A/N: Based on a prompt from the kinkmeme. Crossposted from the Archive.


It's a harsh, harsh world for something so fragile as love to exist in. Erik knows this better than some, less than others. There's bad people out there, and anger and hate and endless fighting. In the life he's had, love has always seemed more of an unreachable luxury, like a sport car or a diamond watch, a full night's sleep or a place to call home.

It hadn't really mattered to him though, one way or the other. Love, as he knows, he knows, is fragile. Like sport cars and watches and homes, it's easily broken. But it hadn't mattered. It hadn't been important.

Yet somehow, one day, under a glaring sun having just stopped two world powers from blowing all of them to smithereens, Erik comes to the shocking realization that yes, he is in fact in love.

And now he's in a dilemma. He hasn't had time to consider this, to think about it, and Erik knows from painful, painful experience that barging into anything without thinking is a disaster waiting to happen. He should have realized, he should have known. Should have known he'd get attached to Charles's blue eyes and enthusiasm, to the young mutants and their struggles with themselves. He'd been stupid to stay.

He'd been…too distracted by Charles to notice.

He's learned that when he wants something, he has to take it. Take it, before it's taken away from him.

Only thing is, he doesn't think Charles returns his feelings. Because Charles doesn't really feel, does he?

Erik's no telepath, but in the short time they've been together, he's noticed that Charles wears his heart on his sleeve. He's happy or he's wistful or he's excited. Or he's sympathetic. Sincere.

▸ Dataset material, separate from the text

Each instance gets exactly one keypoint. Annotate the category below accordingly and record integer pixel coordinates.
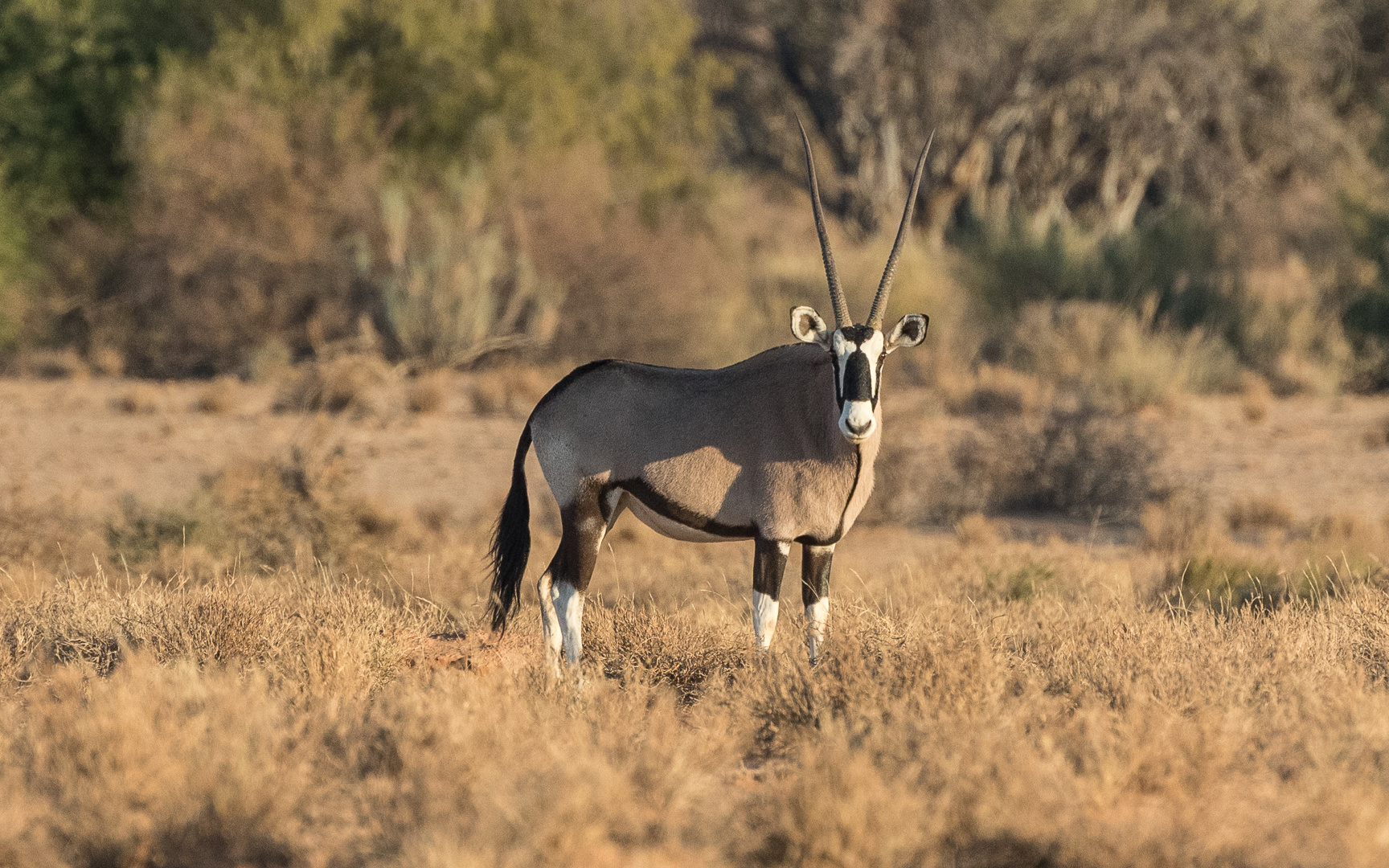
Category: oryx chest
(669, 526)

While Erik…while Erik burns.

So, how would he appeal to Charles.

Logic.

Logical arguments. He just needed to convince him to stay. He could deal with the love-stuff later. It's too early to confess his love anyways. They're not even dating yet. But if he does this right, if he can just do this one thing for himself, then perhaps maybe—?

So Erik lays out his words, the weapons of Charles's choice, not Erik's, and Charles answers, and Erik doesn't hear anything more because his heart's pounding so loudly and so quickly that it feels like it's going to burst. His skin feels clammy and for the first time in his life, Erik can't feel anything. No anger, not hatred, no joy.

He's just…numb.

And Erik doesn't blame Charles, not really, because why should he decide to go with Erik, when it had been Erik's fault that he's lying on the sand bleeding from a bullet wound in the first place. Charles wants to build a school for young mutants, to teach them and to help them learn. He doesn't need an ex-Nazi assassin with rage-issues being a bad influence on impressionable minds.

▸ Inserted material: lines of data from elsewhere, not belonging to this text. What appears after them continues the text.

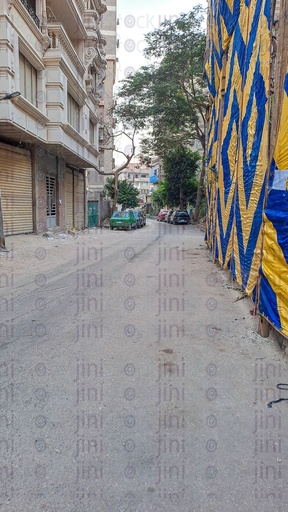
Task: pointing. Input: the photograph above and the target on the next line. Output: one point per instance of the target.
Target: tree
(126, 193)
(169, 95)
(159, 197)
(180, 166)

It's just…he wishes—and he's ashamed of his weakness, of the childish, selfish thought—that for once in years, he could have gotten what he wanted.


When Erik says blithely that they want the same thing, that he wants Charles by his side, Charles just kind of squints up at him.

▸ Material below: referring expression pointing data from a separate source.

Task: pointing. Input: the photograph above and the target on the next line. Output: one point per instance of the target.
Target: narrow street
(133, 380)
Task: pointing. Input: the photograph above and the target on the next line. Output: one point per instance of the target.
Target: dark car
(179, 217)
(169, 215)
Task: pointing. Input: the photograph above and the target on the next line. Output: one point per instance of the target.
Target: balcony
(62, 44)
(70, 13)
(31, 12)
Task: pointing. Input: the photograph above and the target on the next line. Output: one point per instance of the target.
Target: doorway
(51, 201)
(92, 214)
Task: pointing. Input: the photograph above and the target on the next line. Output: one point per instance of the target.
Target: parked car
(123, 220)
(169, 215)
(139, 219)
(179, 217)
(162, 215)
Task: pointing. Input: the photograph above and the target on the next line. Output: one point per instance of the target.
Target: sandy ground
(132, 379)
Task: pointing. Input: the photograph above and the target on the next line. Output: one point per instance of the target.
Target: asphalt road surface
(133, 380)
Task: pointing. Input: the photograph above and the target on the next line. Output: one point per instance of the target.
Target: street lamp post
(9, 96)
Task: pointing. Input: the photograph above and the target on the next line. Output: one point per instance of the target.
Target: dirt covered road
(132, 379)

Now? Now is when Erik decides that they should have the conversation where they discuss this…thing that they've had simmering between them?

Because in case Erik hadn't noticed, Charles is lying on sand with a bloody hole in his back. There's also the little possibly important and probably very bad thing where he can't feel his legs.

And Erik wants to talk about his issues. Charles doesn't feel up to discussing morals and philosophy with him at the moment, as enlightening and interesting as those debates tend to be.

Charles aches for some reason, and it's not even his wound. He aches deep inside in a kind of bone-deep weariness. Because the thing is, Erik, despite his cool demeanor, he burns. No matter the issue, no matter how practical the argument, there's always a deep seated passion there.

There's nothing coming from him, and Charles knows it's the helmet, knows that, but he can't get over the fact that there's simply nothing when there's always been something, not now while he's still bleeding and oh god—he can't feel his legs.

Erik just needs to say the right words and Charles knows he will follow him wherever he goes, no matter how dark his path, but he needs to say them because Charles can't hear his thoughts, can't know what he's feeling.

But the only words that he says are those cold, cold words of brotherhood and togetherness, something he recognizes as a speech, and it hurts, oh it hurts. It's kind of ironic how with all the metal on the island, Erik uses what Charles considers his own weapon to stab him in the heart.

So he shakes his head, and refuses, and watches as Erik goes still and then leaves, resisting the urge to shout, "I love you! Come back to me!" because Erik doesn't feel the same. Whatever the potential between them had been too fragile, too new to withstand this test.

He knows this. He understand this.

But when Erik vanishes in wisps of red smoke, all Charles can hear in the pounding of his own heart—and can no one else really hear it?—is that childish, childish wish that for once in his life, where it really truly mattered, he could have what he wanted.